22 de abril de 2018

¿El triunfo de Sendero?

César Hildebrandt

Desprecio lo que hizo Osmán Morote. Odio lo que mandó a hacer. Censuro sus proce­deres, sus metas, sus coartadas, sus manos ensangrenta­das, su festejo sombrío.

Pero resulta que el señor Morote cumplió su condena de 25 años de carcelería hace cinco años. Ha esta­do cinco años preso por otros procesos, abiertos precisamente para impedir que saliera de la cárcel.

El señor Morote -mi enemigo personal, alguna vez fui clasificado entre los “plumíferos burgueses” dignos de ser eliminados según “El Diario”- ha cumplido entonces 30 años de reclusión, cinco de los cua­les, los supernumerarios, se han contado a partir de sucesivas “pri­siones preventivas”.
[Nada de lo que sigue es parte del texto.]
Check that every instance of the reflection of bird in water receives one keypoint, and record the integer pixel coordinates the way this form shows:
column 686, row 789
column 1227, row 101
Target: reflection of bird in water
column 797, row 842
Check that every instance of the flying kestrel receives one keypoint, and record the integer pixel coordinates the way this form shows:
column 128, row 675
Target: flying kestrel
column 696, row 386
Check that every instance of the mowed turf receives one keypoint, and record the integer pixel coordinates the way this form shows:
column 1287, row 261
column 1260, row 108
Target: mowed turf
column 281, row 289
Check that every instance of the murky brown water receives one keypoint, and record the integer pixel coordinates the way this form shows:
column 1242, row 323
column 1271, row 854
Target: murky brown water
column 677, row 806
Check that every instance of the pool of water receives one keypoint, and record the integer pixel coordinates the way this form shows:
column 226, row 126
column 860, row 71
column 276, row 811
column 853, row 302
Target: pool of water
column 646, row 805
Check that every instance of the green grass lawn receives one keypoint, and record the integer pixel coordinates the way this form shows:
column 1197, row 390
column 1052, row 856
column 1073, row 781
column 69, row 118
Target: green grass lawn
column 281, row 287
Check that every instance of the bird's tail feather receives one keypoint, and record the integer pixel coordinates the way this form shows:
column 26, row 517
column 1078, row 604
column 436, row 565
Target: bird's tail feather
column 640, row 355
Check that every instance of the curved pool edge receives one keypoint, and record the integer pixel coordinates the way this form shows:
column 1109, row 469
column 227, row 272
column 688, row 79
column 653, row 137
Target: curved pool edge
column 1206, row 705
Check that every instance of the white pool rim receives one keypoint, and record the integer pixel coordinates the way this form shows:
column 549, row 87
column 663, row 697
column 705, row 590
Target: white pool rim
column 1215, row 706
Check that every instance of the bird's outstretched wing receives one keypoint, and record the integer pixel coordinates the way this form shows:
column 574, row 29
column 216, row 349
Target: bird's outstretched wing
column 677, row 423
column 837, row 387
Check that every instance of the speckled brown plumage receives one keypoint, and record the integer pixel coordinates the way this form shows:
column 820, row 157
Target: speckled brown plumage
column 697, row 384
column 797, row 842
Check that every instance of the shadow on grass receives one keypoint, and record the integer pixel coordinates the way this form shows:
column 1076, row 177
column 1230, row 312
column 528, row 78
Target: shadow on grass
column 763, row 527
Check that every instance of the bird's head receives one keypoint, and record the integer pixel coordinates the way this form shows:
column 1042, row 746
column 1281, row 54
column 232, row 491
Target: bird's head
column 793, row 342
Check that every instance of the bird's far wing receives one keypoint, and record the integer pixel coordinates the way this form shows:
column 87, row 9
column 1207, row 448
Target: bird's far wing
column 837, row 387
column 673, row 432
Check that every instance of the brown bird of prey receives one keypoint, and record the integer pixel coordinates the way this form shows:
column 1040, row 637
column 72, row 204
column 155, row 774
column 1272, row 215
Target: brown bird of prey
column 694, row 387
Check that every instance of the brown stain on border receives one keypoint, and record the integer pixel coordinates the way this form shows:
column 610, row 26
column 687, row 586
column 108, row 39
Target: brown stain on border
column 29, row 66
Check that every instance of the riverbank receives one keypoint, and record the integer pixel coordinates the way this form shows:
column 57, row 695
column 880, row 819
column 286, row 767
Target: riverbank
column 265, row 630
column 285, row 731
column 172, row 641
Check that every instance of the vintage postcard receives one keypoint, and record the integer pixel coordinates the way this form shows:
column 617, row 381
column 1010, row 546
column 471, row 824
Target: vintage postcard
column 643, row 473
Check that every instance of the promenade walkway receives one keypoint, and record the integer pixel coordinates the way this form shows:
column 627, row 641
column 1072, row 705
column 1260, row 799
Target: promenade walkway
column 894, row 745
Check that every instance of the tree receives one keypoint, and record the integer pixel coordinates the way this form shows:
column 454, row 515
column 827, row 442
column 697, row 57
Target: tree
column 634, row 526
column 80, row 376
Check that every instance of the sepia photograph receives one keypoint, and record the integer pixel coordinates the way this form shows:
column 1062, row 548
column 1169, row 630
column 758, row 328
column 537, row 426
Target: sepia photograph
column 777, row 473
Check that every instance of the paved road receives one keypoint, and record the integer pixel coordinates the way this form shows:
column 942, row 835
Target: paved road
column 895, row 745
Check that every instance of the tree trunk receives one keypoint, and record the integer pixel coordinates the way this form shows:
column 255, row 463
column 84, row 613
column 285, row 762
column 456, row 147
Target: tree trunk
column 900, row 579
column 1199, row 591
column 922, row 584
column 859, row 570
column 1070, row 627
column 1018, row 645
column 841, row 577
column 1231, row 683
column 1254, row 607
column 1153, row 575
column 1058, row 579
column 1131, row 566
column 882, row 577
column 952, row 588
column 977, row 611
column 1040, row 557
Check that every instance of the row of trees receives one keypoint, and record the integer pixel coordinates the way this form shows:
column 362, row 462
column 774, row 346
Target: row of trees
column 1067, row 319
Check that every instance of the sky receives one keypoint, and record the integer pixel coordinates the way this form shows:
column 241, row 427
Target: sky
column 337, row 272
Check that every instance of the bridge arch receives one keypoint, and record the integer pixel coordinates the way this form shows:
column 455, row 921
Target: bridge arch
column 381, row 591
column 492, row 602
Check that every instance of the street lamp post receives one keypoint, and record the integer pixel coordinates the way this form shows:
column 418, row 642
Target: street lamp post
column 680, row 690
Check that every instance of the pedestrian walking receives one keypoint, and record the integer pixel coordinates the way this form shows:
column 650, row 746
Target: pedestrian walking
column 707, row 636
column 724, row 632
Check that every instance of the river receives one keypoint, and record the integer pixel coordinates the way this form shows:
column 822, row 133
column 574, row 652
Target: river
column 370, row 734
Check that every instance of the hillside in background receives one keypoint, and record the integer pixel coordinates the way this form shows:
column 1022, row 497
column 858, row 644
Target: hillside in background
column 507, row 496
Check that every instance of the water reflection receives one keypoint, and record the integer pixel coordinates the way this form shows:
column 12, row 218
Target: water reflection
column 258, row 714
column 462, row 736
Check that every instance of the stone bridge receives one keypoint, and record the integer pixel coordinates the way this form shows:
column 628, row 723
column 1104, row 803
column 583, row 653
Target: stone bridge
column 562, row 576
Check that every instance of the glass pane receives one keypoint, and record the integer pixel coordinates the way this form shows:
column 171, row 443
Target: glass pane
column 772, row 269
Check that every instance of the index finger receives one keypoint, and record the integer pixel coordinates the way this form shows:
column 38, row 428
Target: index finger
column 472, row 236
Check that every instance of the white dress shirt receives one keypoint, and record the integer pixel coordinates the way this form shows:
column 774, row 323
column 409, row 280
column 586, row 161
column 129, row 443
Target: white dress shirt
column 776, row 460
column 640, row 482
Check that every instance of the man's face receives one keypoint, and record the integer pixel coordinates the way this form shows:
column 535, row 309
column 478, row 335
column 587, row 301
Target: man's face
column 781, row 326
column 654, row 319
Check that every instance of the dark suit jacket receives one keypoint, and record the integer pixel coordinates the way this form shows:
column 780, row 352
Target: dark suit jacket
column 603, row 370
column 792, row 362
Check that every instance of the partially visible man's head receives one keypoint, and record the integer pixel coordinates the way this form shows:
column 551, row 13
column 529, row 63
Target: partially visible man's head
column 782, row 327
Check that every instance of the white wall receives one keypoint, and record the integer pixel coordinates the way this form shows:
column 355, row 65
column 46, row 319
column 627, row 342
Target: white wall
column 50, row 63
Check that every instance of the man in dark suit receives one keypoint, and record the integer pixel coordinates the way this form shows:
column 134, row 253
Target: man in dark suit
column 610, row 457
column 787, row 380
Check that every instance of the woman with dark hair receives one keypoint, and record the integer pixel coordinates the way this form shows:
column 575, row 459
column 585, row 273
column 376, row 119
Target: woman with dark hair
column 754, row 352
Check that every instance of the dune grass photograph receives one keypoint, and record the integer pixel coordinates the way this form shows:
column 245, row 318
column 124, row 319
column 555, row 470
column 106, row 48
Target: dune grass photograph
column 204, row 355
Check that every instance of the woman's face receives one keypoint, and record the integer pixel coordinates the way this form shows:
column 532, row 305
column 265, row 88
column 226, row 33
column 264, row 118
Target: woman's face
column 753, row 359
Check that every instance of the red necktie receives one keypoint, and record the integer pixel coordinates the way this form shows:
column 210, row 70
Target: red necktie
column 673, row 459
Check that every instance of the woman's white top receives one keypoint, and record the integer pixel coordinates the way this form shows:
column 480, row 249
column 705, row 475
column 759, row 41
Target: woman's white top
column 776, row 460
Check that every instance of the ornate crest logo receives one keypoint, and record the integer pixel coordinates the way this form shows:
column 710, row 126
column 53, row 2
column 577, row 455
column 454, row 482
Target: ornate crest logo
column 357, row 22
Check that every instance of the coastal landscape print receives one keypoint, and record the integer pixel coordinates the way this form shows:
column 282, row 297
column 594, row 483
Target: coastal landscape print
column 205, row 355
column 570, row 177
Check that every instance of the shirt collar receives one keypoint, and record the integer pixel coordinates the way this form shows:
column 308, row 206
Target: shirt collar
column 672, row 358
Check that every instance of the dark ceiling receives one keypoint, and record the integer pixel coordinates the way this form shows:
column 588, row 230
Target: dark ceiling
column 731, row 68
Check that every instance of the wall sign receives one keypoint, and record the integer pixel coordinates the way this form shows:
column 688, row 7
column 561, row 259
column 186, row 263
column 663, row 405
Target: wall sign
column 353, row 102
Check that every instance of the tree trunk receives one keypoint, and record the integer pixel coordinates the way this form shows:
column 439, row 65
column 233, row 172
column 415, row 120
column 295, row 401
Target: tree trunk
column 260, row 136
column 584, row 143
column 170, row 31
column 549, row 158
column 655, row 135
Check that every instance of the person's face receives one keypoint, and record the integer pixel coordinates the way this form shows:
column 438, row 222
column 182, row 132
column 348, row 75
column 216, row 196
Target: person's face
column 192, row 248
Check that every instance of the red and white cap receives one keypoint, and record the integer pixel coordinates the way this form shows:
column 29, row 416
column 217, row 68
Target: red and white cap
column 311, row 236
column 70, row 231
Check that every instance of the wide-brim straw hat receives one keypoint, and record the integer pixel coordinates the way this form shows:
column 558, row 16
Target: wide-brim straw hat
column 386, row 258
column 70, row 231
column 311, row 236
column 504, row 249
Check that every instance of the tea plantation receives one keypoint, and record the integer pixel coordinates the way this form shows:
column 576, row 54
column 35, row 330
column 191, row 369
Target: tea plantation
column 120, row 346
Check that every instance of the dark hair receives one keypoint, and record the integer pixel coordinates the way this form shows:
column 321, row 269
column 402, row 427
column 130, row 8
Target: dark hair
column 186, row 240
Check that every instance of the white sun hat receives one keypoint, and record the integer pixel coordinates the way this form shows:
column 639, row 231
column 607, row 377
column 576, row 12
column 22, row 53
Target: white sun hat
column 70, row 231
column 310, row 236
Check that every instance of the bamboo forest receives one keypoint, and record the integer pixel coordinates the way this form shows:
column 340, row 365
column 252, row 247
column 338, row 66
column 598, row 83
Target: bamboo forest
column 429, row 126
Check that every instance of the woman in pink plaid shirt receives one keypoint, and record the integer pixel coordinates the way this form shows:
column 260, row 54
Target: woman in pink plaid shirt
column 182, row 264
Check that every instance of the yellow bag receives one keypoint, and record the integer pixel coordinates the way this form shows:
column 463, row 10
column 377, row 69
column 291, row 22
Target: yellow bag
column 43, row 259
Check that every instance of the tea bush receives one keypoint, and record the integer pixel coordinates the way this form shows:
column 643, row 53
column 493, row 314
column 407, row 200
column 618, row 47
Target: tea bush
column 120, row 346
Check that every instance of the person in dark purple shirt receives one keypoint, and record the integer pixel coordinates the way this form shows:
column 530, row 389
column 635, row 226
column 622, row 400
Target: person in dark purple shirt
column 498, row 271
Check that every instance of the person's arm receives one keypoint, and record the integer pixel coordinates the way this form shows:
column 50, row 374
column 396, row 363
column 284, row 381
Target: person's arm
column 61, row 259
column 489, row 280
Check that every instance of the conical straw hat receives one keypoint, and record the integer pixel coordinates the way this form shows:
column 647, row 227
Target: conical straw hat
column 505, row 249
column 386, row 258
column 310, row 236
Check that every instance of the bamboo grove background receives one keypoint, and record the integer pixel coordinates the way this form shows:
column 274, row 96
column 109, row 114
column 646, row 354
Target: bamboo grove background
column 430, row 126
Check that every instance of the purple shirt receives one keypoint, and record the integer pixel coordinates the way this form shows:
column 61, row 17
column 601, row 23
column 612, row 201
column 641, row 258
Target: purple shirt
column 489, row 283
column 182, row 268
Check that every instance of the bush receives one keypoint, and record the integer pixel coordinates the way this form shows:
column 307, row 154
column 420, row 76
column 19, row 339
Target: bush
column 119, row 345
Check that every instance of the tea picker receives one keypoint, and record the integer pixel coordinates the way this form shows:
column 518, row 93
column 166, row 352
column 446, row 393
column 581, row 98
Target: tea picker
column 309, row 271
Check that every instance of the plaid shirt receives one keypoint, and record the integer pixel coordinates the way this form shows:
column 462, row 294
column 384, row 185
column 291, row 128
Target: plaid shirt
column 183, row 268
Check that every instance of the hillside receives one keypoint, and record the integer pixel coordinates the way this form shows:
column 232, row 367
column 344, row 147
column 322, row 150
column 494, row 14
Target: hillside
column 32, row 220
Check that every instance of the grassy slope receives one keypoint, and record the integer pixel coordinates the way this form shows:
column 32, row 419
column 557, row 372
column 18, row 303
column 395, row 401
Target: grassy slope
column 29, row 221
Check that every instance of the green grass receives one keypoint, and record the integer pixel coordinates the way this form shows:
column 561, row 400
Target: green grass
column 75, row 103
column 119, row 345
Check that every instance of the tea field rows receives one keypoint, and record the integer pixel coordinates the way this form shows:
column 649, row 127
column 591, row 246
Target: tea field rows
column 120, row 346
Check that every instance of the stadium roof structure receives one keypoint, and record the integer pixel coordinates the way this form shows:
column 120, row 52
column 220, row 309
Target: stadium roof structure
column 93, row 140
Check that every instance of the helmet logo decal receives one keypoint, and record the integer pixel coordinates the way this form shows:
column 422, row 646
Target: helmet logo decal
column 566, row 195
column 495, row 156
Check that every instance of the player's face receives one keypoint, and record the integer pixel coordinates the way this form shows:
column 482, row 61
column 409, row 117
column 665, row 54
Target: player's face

Cuando todos los plazos se cum­plieron, cuando era imposible fallar otra cosa, una modesta sala de la ju­dicatura ha decidido, no la libertad de Morote, sino el arresto domicilia­rio del siniestro personaje.

Y es en ese momento en que las máscaras se caen. Periodistas energúmenos salen a decir que cómo es posible que los terroristas salgan libres y abren los micros alentando a que el pueblo se sume al lincha­miento de los jueces que no han hecho otra cosa que cumplir con su deber.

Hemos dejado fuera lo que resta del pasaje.